Natural gas spot prices closed at $3.29/MMBtu (millions of British thermal units) on 2/22/13, up $0.14 from the prior week, a reversal from the four week slide that natural gas prices had experienced. Higher natural gas prices are a positive catalyst for energy stocks with assets concentrated in domestic natural gas, such as Chesapeake Energy (CHK), Southwestern Energy (SWN), EXCO Resources (XCO), and Quicksilver Resources (KWK). Higher natural gas price movement is also positive for the US Natural Gas Fund (UNG), an ETF designed to track the price of Henry Hub natural gas (the standard benchmark for domestic natural gas prices).
Natural gas prices had been sliding since mid-January with traders concerned about warmer than normal weather and higher than expected inventory builds. Prices jumped over the past week given forecasts of colder weather to come, which is a short-term positive catalyst. The below chart shows natural gas prices over the past twelve months.
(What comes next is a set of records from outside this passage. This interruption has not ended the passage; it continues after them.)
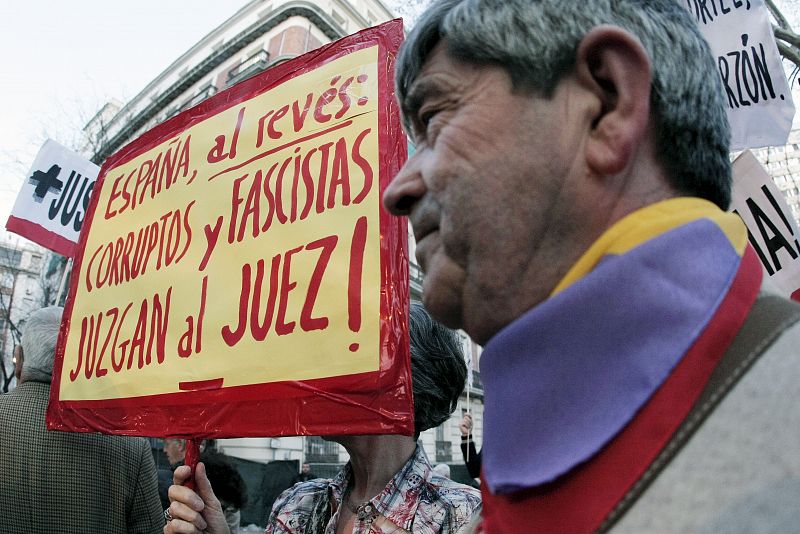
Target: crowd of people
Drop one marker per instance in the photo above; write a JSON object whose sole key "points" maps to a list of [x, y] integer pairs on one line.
{"points": [[568, 195]]}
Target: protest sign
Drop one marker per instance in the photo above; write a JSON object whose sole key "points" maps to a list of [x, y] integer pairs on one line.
{"points": [[771, 228], [51, 205], [238, 276], [757, 94]]}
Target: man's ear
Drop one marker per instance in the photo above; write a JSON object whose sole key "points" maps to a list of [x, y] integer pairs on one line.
{"points": [[614, 66]]}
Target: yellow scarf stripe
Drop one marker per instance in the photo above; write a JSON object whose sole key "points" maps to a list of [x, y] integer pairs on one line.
{"points": [[649, 222]]}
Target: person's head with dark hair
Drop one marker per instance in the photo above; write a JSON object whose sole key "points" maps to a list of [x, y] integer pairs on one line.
{"points": [[518, 35], [228, 483], [438, 370], [376, 483], [38, 348]]}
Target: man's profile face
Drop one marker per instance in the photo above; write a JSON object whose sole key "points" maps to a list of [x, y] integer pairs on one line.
{"points": [[483, 190]]}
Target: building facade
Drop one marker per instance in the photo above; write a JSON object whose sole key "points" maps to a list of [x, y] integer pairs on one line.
{"points": [[261, 35], [21, 292]]}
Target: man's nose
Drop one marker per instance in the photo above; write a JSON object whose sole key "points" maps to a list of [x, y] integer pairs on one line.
{"points": [[405, 189]]}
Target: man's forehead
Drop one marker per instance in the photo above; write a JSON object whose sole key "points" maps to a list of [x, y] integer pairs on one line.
{"points": [[439, 73]]}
From a medium-term perspective, natural gas has rallied from its bottom in 2Q12. The commodity dropped to historic lows during that period mostly due to excess supply and inventory buildup in addition to a winter that was significantly warmer than average. A hotter than normal summer and coal-to-gas switching helped to create more demand for natural gas since 2Q12, giving support to prices.
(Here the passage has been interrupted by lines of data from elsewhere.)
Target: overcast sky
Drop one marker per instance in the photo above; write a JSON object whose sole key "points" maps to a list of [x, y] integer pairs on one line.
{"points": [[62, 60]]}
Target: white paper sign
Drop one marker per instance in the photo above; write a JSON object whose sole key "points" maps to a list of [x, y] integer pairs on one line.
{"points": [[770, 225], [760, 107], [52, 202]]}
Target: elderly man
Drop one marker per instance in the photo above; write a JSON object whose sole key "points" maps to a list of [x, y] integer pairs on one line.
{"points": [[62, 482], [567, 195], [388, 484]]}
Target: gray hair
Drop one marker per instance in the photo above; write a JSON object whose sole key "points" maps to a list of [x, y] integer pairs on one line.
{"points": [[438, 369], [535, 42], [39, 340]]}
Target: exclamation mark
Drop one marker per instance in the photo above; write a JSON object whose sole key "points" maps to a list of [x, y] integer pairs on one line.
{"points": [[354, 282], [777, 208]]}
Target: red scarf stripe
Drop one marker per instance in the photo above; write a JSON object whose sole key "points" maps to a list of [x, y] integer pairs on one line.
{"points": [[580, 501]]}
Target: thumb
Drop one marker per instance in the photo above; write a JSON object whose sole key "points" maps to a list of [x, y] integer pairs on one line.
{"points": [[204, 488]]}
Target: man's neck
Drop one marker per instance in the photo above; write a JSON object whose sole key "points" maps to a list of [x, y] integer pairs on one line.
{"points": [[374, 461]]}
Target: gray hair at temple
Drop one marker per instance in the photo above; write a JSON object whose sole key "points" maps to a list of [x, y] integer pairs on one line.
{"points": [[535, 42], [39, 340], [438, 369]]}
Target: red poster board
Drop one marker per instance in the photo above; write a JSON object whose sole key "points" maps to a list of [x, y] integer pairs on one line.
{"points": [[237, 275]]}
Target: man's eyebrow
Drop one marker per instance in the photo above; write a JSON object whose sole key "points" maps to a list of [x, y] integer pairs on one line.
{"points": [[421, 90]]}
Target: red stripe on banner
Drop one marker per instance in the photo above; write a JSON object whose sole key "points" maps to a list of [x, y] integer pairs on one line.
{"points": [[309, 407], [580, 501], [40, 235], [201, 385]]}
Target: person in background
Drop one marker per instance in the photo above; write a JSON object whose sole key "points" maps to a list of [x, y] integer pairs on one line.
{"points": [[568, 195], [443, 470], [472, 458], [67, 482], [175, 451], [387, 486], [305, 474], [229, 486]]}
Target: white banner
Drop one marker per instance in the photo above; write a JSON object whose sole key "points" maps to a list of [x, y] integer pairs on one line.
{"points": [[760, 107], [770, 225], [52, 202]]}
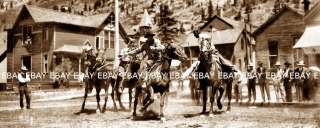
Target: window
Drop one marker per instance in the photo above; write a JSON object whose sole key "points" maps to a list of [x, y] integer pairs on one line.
{"points": [[109, 41], [97, 42], [46, 34], [26, 61], [45, 63], [27, 34], [273, 52]]}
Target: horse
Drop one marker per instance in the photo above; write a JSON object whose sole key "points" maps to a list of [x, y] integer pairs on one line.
{"points": [[160, 84], [132, 66], [209, 66], [94, 65], [240, 80]]}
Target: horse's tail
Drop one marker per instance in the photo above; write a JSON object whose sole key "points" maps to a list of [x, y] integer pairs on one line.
{"points": [[190, 70]]}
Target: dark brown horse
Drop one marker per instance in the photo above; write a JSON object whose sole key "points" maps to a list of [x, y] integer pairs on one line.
{"points": [[159, 84], [94, 66], [130, 80]]}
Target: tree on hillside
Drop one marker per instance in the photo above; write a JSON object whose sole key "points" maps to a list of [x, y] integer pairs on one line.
{"points": [[11, 4], [85, 8], [166, 32], [210, 10], [203, 14]]}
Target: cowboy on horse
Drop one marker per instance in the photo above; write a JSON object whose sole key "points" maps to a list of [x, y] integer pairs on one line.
{"points": [[152, 48]]}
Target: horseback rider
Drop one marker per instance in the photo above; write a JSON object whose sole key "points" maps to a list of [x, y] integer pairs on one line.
{"points": [[152, 48]]}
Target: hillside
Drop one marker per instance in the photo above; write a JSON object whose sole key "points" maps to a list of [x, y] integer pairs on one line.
{"points": [[186, 12]]}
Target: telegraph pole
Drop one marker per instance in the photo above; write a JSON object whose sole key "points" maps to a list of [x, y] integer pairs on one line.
{"points": [[117, 37]]}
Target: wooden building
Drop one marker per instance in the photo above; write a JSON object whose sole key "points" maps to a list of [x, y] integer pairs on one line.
{"points": [[277, 36], [310, 40], [3, 59], [229, 37], [44, 39]]}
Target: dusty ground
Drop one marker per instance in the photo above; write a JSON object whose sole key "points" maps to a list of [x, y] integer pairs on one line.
{"points": [[179, 113]]}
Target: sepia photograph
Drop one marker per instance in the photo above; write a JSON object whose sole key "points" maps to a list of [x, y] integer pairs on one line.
{"points": [[159, 63]]}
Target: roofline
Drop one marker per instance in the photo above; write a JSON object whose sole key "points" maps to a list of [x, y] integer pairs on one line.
{"points": [[312, 11], [121, 29], [272, 19], [212, 18]]}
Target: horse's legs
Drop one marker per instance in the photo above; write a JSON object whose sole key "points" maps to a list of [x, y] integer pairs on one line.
{"points": [[212, 97], [98, 89], [229, 93], [112, 96], [149, 100], [136, 99], [119, 86], [130, 97], [106, 97], [221, 90], [204, 100], [162, 100], [85, 97], [119, 99]]}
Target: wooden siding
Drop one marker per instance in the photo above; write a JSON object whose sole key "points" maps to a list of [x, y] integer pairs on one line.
{"points": [[284, 30]]}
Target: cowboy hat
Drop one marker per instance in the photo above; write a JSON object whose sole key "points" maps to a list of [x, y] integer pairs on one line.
{"points": [[287, 63], [87, 46], [24, 68], [277, 63], [142, 39], [301, 63], [149, 34], [205, 36], [250, 65]]}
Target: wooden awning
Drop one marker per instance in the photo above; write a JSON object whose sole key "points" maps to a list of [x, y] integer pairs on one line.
{"points": [[310, 38], [69, 49]]}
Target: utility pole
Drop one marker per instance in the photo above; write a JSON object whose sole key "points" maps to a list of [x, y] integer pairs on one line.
{"points": [[117, 37]]}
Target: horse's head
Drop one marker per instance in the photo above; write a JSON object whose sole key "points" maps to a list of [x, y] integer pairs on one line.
{"points": [[89, 57], [175, 52]]}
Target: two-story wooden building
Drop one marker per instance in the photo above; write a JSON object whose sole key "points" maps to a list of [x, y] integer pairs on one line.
{"points": [[43, 39], [229, 37], [277, 36]]}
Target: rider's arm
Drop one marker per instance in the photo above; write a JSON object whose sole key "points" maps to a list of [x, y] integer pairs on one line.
{"points": [[157, 46], [136, 51]]}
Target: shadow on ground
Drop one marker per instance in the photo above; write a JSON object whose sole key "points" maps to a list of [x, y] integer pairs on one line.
{"points": [[218, 112], [147, 116]]}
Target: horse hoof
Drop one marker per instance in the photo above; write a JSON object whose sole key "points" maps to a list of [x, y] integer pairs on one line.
{"points": [[219, 105], [123, 108], [229, 109], [98, 111], [163, 120], [134, 114]]}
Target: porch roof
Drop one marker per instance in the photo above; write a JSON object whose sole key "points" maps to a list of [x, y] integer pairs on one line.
{"points": [[221, 37], [69, 49], [310, 38]]}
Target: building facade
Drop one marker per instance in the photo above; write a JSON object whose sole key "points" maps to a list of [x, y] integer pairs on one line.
{"points": [[45, 40], [277, 36], [230, 39], [310, 40]]}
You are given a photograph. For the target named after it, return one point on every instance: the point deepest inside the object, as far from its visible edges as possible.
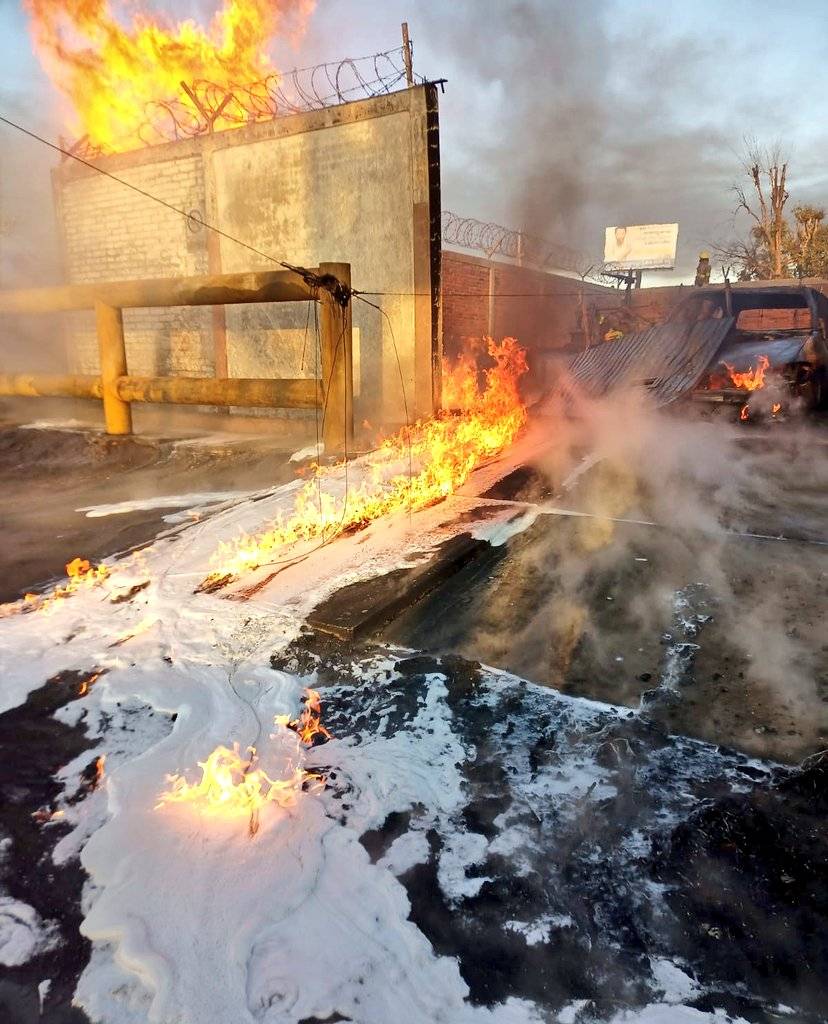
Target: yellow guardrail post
(117, 413)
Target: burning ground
(469, 845)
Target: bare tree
(810, 243)
(765, 252)
(768, 170)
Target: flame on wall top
(115, 74)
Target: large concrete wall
(355, 183)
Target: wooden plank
(361, 607)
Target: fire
(119, 78)
(441, 453)
(81, 574)
(752, 379)
(83, 688)
(235, 786)
(308, 726)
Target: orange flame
(443, 452)
(752, 379)
(308, 726)
(81, 576)
(234, 786)
(116, 77)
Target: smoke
(565, 118)
(604, 602)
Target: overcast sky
(559, 117)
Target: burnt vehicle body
(774, 355)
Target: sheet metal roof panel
(667, 358)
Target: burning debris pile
(417, 467)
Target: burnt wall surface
(349, 183)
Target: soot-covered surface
(597, 862)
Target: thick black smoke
(563, 118)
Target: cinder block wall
(356, 183)
(113, 233)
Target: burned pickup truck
(774, 356)
(756, 348)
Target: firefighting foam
(120, 81)
(234, 785)
(417, 467)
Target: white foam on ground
(23, 933)
(198, 499)
(191, 920)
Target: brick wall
(346, 183)
(113, 233)
(541, 310)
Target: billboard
(641, 247)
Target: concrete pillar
(117, 413)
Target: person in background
(703, 270)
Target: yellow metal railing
(118, 389)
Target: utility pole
(406, 55)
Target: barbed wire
(494, 240)
(205, 107)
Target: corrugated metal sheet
(667, 359)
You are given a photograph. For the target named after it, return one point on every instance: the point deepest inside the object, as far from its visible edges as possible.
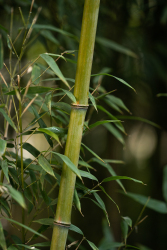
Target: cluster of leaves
(24, 180)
Though natural gas had rallied somewhat from its bottom in 2Q12, in the context of a longer time frame (see chart below), natural gas is still near historic lows. Over the past several years, a large amount of natural gas supply has come online without an equivalent increase in demand due to the discovery and development of large natural gas shale resources in the US. Many expect natural gas prices to remain relatively depressed as the development of the shale resources has allowed natural gas to be produced economically at lower prices. Additionally, many do not expect natural gas supply to be significantly reduced anytime soon. Please see “Natural gas production not likely to curb soon, bearish for dry gas companies” for more on this.
Market participants and upstream energy companies monitor natural gas prices as lower prices translate into lower revenues, and therefore lower margins and valuation for natural gas producers. The below chart shows natural gas prices plotted against CHK’s and KWK’s stock price over time on a percentage change basis, and it appears that the companies’ valuation has tracked the price of natural gas quite closely.
Last week saw a move up in prices, which is a positive short-term catalyst. This most strongly affects natural gas weighted producers such as the ones mentioned above (CHK, SWN, XCO, and KWK) and the US Natural Gas Fund ETF (UNG) and investors with such holdings find it prudent to track the price of natural gas.